NAVIGATING GIFTED EDUCATION IN A STATE WITH NO MANDATES
By Traci Failla, parent of a gifted child
When my son was 12 months old, he heard me encouraging his older sister to get ready to leave for an activity. He sat on the floor near the back door, picked up his shoes and said, “Put shoes on.”
When he was 2 years old, he counted the fans on two floors of a house we were looking at, then added the totals from each floor together and announced to our realtor and me, “This house has nine fans.”
At that point, the encouragement – and warnings – began, “You have to get him into one of those gifted programs at the public schools.”
Our son appeared to be gifted. Great news! “Our only challenge will be the commute to these programs,” we thought, since very few were near our home. But, I knew that there were many flaws with the process of getting into our public school system’s gifted program. My family lives in a state where gifted education is neither mandated nor funded.
After a high score on the individually administered test given by our public school system when he was four years old failed to get him one of the very few spots offered, we were disappointed but registered again for the next year’s testing process. Some of the schools begin their programs at the first grade level. And after touring a school I absolutely loved, I said to my husband, “I think that the reason we didn’t get it last year was because we were meant to be at this school.”

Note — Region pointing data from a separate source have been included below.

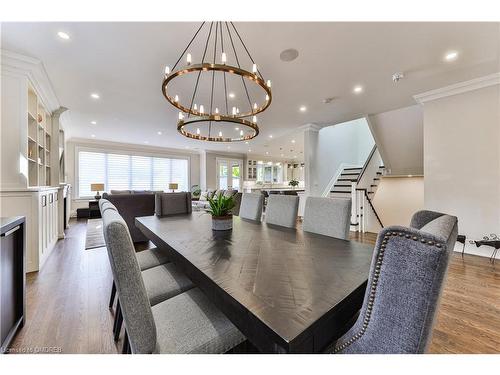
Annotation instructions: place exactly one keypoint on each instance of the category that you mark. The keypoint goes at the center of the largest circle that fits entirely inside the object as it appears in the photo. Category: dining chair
(172, 203)
(161, 282)
(251, 206)
(282, 210)
(186, 323)
(404, 285)
(328, 216)
(147, 259)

But, that didn’t happen. When my son and I showed up to the testing for the first grade entry, we were greeted with an auditorium filled with no less than 100 students and their parents. My five-year-old boy was assigned a color and sent into a room with 30 other kids to take a test that was administered by a single person with three helpers roaming the room to assist. His response when I asked how it went was, “I was mad, sad and bored!” We weren’t too surprised when we found out we didn’t make it in that year either.
In a state where gifted education is neither mandated nor funded, testing for a program can be like a cattle call, despite the fact that many gifted kids have strong sensory reactions and social issues. And the test doesn’t have to be an IQ test. And the system doesn’t need to accept any outside testing. And many high-IQ kids don’t get in.
We remain at our small Catholic school, close to our home, which means that we can enjoy things like walking to school, dedicated teachers and open communication with the principal. In a world where I hear about schools reserving parent-teacher conferences for only students having difficulties, this is a good thing. But, it is not a gifted education, though we have begun working together to address his needs.
And a gifted education is what would be best for my son, though we have few, if any, choices in a state where gifted education is neither mandated nor funded. Our public school program is reportedly really an accelerated program and not suited to a kid who loves to repair remote control helicopters and hates to do worksheets. The private schools for gifted kids in our area are, at minimum, an hour away and charge more than twice as much as our Catholic school in tuition.
We are lucky that we have a principal and a learning specialist who have recognized our son as gifted since he was three. They didn’t need or ask for an IQ test, but we did a full neuro-assessment – which we paid for ourselves – so that we could have the numbers. In a state where gifted education is not mandated or funded, and frequently misunderstood, we need these scores.
Without mandates and funding, gifted education is a tricky thing to navigate. There are few programs, and some are not what most experts would consider truly gifted programs. The testing can be whatever the system wants, or it may be based on standardized tests alone, accepting children who are simply good students and missing those who think differently. It doesn’t need to occur at all, and teachers don’t need to know how to identify a gifted kid or address one.
For families like ours, we piece together what we can to create educational experiences that support our children’s needs. We work with teachers who, we hope, are cooperative with differentiating our child. We spend a lot of time figuring out what that means and how we can bring it to our child’s teacher in an appropriate way.
We enroll our kids in extra-curricular programs for gifted children that help fill in what’s missing at school. They are an added expense and time spent away from other leisure pursuits. Luckily, for many of us, our kids enjoy these programs and don’t consider them “school” at all.
As a resident of a state where gifted education is barely on the radar, I have a hard time imagining how far advocacy could really get us before my son enrolls in college. So, if you find yourself in a place where gifted education is mandated, funded or both, my advice is that it is worth your time to be an avid supporter so that it stays that way.